Represents an integer of 1 to 30. _{) -OH (II) -SO 3 X} (III) ( wherein, X represents a hydrogen atom, Na, K, representing a _{^{Li) -N + R 3 X -}} (IV) ( wherein three of R respectively also same thing may be different, having 1 to hydrogen atom or a C represent 3 alkyl group, X is Cl, represents Br or _{^{I) -N + R 2 COO -}} (V) ( wherein, 2 pieces R may be the same or different and each represents a hydrogen atom or an alkyl group having 1 to 3 carbon atoms.) 3. The antifogging agent (B) has a weight average molecular weight of 100 as measured by gel permeation chromatography.
To 8,000, and the thermoplastic resin (A)
Absolute value (dX = |) of the difference between the value of the solubility parameter (Xa) and the value of the solubility parameter (Xb) of the antifogging agent (B).

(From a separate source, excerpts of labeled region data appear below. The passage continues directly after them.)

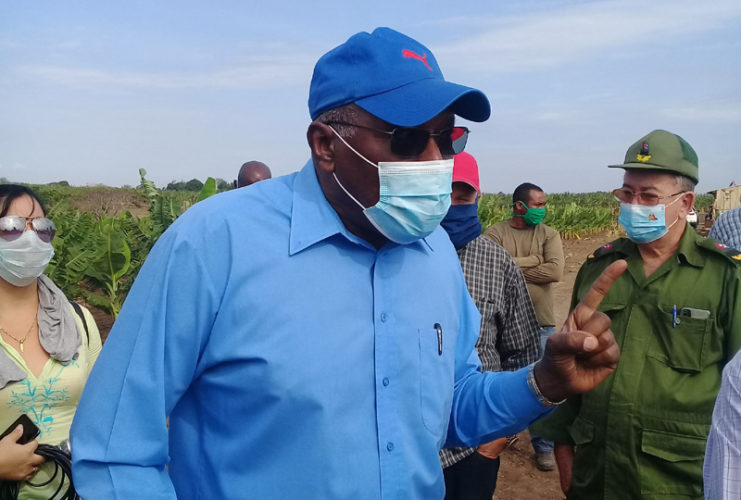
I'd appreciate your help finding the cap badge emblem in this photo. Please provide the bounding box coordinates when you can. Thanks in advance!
[401,49,432,71]
[636,141,651,163]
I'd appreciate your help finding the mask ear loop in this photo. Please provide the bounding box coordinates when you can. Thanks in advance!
[327,124,378,170]
[327,124,378,210]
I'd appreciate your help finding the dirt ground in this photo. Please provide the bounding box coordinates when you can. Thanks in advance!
[494,233,617,500]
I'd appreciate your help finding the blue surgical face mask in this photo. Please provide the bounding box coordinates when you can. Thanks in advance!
[330,127,453,245]
[440,201,481,250]
[618,194,679,243]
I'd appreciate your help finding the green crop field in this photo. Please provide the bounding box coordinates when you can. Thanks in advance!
[17,171,713,317]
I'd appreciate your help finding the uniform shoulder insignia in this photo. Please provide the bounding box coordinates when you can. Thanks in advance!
[587,240,621,262]
[700,238,741,264]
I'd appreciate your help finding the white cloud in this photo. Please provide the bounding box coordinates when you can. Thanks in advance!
[435,0,741,74]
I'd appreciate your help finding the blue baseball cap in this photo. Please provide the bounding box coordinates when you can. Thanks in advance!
[309,28,491,127]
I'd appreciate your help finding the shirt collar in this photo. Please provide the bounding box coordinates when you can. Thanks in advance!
[289,160,434,255]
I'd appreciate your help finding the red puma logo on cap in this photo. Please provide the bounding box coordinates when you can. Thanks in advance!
[401,49,432,71]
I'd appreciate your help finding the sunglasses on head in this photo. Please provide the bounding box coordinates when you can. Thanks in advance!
[328,121,469,156]
[0,215,57,243]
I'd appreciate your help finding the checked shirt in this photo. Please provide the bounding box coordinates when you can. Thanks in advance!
[440,236,539,468]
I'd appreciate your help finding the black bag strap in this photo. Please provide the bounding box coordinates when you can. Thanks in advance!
[69,300,90,342]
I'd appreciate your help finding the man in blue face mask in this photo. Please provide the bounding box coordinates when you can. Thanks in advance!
[72,28,624,500]
[535,130,741,499]
[440,152,539,500]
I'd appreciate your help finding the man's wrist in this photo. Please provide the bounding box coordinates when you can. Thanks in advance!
[527,362,566,406]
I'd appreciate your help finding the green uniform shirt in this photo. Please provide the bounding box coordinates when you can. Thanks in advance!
[534,226,741,500]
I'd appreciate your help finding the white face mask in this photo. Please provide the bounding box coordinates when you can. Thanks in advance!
[0,229,54,287]
[330,127,453,245]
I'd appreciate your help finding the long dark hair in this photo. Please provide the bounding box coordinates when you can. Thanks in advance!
[0,184,46,217]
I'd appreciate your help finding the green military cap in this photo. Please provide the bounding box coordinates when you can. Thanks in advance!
[608,130,699,182]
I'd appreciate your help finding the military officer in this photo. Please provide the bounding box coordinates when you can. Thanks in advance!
[535,130,741,500]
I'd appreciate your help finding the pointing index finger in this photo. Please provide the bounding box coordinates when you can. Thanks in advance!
[581,259,628,311]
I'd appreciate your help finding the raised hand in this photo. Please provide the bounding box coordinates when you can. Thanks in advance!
[534,260,628,401]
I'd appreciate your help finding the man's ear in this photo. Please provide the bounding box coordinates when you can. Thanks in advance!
[306,121,335,174]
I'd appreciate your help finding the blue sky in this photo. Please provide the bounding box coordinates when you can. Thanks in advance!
[0,0,741,192]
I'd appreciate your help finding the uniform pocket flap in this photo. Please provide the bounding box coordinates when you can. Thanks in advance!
[641,430,706,462]
[568,417,594,445]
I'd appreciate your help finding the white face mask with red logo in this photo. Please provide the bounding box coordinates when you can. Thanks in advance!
[618,196,681,243]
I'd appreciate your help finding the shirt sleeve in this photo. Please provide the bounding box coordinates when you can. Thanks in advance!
[444,293,552,448]
[496,264,540,371]
[71,220,224,499]
[703,353,741,500]
[82,307,103,376]
[523,228,565,284]
[514,254,543,269]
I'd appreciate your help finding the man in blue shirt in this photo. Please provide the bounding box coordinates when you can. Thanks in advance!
[72,28,623,499]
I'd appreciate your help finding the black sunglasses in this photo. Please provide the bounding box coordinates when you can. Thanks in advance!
[327,121,469,156]
[0,215,57,243]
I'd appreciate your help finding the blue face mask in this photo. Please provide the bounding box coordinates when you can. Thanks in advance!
[440,201,481,250]
[618,198,679,243]
[332,129,453,245]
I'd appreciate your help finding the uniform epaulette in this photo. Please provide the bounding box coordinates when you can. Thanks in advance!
[587,238,622,262]
[698,238,741,264]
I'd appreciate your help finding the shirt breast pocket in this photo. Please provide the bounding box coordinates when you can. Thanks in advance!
[647,305,713,373]
[419,323,456,437]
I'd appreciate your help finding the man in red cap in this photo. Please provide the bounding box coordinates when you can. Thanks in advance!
[440,152,539,500]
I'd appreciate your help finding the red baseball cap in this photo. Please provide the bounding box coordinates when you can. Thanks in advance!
[453,151,481,194]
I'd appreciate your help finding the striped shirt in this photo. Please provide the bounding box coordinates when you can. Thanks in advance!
[708,207,741,250]
[703,352,741,500]
[440,236,540,468]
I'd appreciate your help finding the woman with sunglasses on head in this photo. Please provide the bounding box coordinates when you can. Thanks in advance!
[0,184,101,499]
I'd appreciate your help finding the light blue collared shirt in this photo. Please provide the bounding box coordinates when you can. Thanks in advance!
[72,162,548,500]
[703,351,741,500]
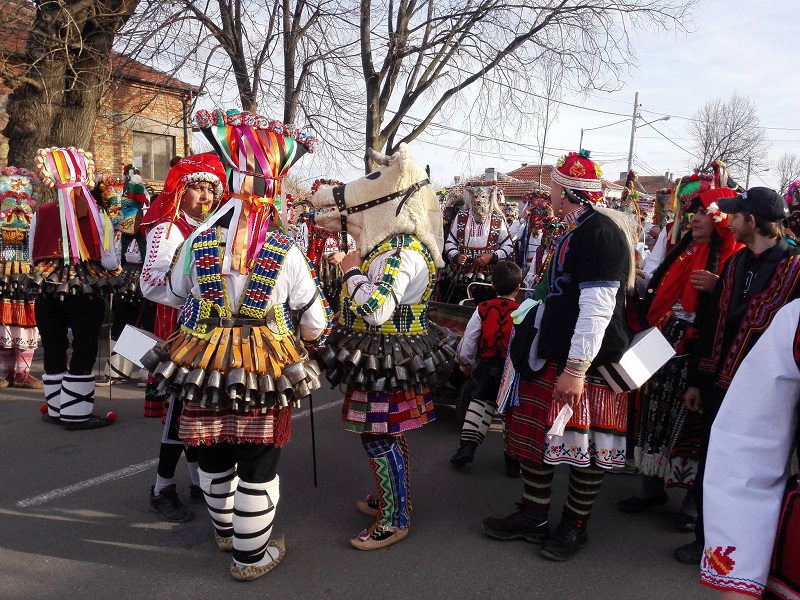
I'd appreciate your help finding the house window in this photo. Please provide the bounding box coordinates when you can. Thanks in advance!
[133,131,175,181]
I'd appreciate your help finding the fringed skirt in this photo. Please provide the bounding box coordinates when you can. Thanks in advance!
[0,298,39,350]
[506,362,628,469]
[180,402,292,447]
[342,386,436,435]
[634,317,701,488]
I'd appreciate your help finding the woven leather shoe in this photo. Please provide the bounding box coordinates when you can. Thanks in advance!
[356,494,380,517]
[230,536,286,581]
[450,443,478,467]
[483,503,550,544]
[150,483,194,523]
[539,517,589,561]
[350,522,408,551]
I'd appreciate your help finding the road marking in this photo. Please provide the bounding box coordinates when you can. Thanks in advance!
[17,458,158,508]
[17,400,341,508]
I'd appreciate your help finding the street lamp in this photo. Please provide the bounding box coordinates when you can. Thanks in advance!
[578,119,628,151]
[628,114,670,173]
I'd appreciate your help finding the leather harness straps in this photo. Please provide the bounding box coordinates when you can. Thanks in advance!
[333,179,431,252]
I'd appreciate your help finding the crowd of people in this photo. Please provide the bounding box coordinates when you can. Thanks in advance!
[0,119,800,597]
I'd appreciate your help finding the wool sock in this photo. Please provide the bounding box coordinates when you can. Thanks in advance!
[233,475,280,567]
[564,466,606,522]
[186,460,200,486]
[0,348,14,377]
[42,373,66,419]
[461,400,494,446]
[520,462,555,521]
[198,468,239,538]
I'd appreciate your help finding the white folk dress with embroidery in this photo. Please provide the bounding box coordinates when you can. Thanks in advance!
[165,199,327,341]
[700,300,800,598]
[139,213,199,305]
[508,219,544,287]
[347,250,429,327]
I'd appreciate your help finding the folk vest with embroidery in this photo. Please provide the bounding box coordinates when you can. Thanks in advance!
[456,211,504,258]
[339,235,436,335]
[697,251,800,389]
[178,228,294,336]
[476,298,519,360]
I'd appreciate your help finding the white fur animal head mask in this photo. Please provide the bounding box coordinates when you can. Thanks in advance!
[311,144,444,267]
[464,182,503,223]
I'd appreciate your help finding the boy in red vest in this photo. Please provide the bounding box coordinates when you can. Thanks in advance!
[450,261,522,472]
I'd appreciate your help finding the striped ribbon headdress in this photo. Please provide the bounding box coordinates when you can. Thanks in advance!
[36,148,112,263]
[195,109,317,271]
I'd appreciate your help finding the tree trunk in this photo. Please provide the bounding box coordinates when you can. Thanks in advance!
[3,0,138,168]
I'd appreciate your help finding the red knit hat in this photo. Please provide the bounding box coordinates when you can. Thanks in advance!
[697,188,737,239]
[141,152,226,234]
[552,150,603,195]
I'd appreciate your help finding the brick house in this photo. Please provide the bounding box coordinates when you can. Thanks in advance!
[0,0,200,190]
[446,163,624,209]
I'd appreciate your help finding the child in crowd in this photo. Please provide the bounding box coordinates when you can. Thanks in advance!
[450,261,522,475]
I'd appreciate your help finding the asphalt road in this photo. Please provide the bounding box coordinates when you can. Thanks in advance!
[0,346,715,600]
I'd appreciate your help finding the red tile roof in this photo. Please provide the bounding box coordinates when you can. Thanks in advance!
[447,173,547,199]
[508,165,553,189]
[0,0,200,94]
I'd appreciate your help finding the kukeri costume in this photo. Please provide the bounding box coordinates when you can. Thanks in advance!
[700,300,800,598]
[508,191,553,288]
[30,148,119,429]
[675,188,800,562]
[96,175,146,385]
[143,111,330,580]
[635,184,742,488]
[312,144,455,550]
[0,167,42,389]
[142,154,225,522]
[438,182,514,303]
[484,152,635,560]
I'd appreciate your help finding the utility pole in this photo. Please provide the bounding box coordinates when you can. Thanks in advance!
[628,92,639,173]
[744,156,753,190]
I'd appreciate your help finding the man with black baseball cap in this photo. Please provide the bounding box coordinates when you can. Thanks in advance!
[719,187,789,222]
[675,187,800,565]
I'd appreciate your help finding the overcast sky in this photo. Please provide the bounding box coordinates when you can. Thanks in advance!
[382,0,800,186]
[188,0,800,187]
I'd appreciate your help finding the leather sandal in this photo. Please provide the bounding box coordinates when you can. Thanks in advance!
[230,536,286,581]
[356,494,379,517]
[350,522,408,551]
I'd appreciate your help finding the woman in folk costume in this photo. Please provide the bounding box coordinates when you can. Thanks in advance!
[30,148,119,430]
[508,190,553,288]
[141,153,225,522]
[700,300,800,600]
[139,153,225,418]
[483,151,636,561]
[618,178,742,531]
[148,110,330,581]
[295,179,356,313]
[312,144,456,550]
[0,167,42,389]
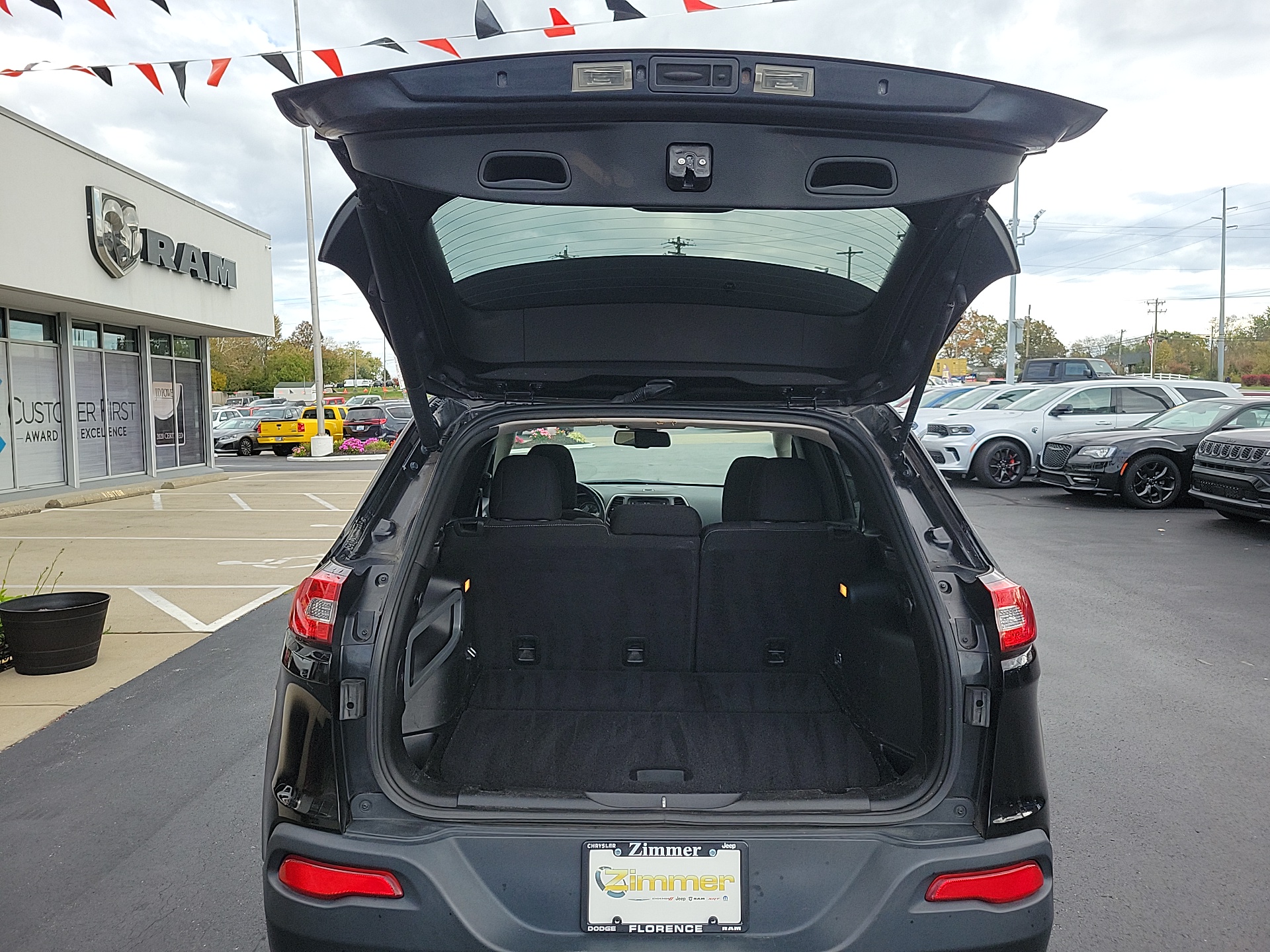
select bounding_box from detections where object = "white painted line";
[128,585,294,635]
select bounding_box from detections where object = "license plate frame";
[580,838,749,938]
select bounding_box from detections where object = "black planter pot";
[0,592,110,674]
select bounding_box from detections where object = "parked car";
[1038,397,1270,509]
[344,400,414,443]
[1190,428,1270,523]
[262,51,1103,952]
[212,416,268,456]
[922,378,1186,489]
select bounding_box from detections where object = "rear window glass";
[432,198,910,291]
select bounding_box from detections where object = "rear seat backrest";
[695,458,866,672]
[438,453,701,672]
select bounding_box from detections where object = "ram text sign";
[87,185,237,288]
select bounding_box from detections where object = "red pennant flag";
[542,7,578,37]
[419,40,462,60]
[314,50,344,76]
[207,57,230,87]
[131,62,163,93]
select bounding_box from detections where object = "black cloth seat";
[695,458,870,673]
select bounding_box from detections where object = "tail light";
[288,566,348,645]
[926,859,1045,904]
[278,855,405,898]
[983,579,1037,651]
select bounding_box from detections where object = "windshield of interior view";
[432,198,910,291]
[512,426,776,486]
[1008,387,1072,411]
[1138,400,1234,430]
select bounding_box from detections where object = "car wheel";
[1216,509,1261,524]
[1120,453,1183,509]
[970,439,1027,489]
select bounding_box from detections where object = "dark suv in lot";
[263,51,1103,952]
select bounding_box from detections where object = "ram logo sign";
[87,185,237,288]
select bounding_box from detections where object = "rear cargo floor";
[441,670,879,793]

3. The antifogging molded article according to claim 1, wherein Xa-Xb |) is 0 to 1 (cal / ml) ^1/2 . 4. The antifogging agent (B) has a weight average molecular weight of 10 as measured by gel permeation chromatography.
The anti-fogging molded article according to claim 3, wherein the molded article has a range of 0 to 5,000. 5. The thermoplastic resin (A) is a polyolefin, and the value of the solubility parameter of the antifogging agent (B) is in the range of 7 to 9 (cal / ml) ^1/2.
Or the anti-fogging molded article according to 2. 6. The anti-fogging agent (B) comprises a carboxylic acid-containing polyolefin wax (C) or a higher fatty acid having 16 or more carbon atoms and its derivative (D), and a polyoxyalkylene-containing polyoxyalkylene represented by the following formula VI: The antifogging molded article according to claim 1, which is a reaction product with the compound (E). X- (R ¹ -O) _n -R ² (VI) (where X represents OH or NH ₂ , and R ¹ has ¹ carbon atom)
Represents a linear or branched alkyl group of
R ² represents a linear or branched alkyl group having 1 to 22 carbon atoms. n represents an integer of 1 to 30) 7. The antifogging molded article according to claim 1, wherein the molded article is a film. 8. The antifogging molded article according to claim 7, wherein the film is an agricultural film.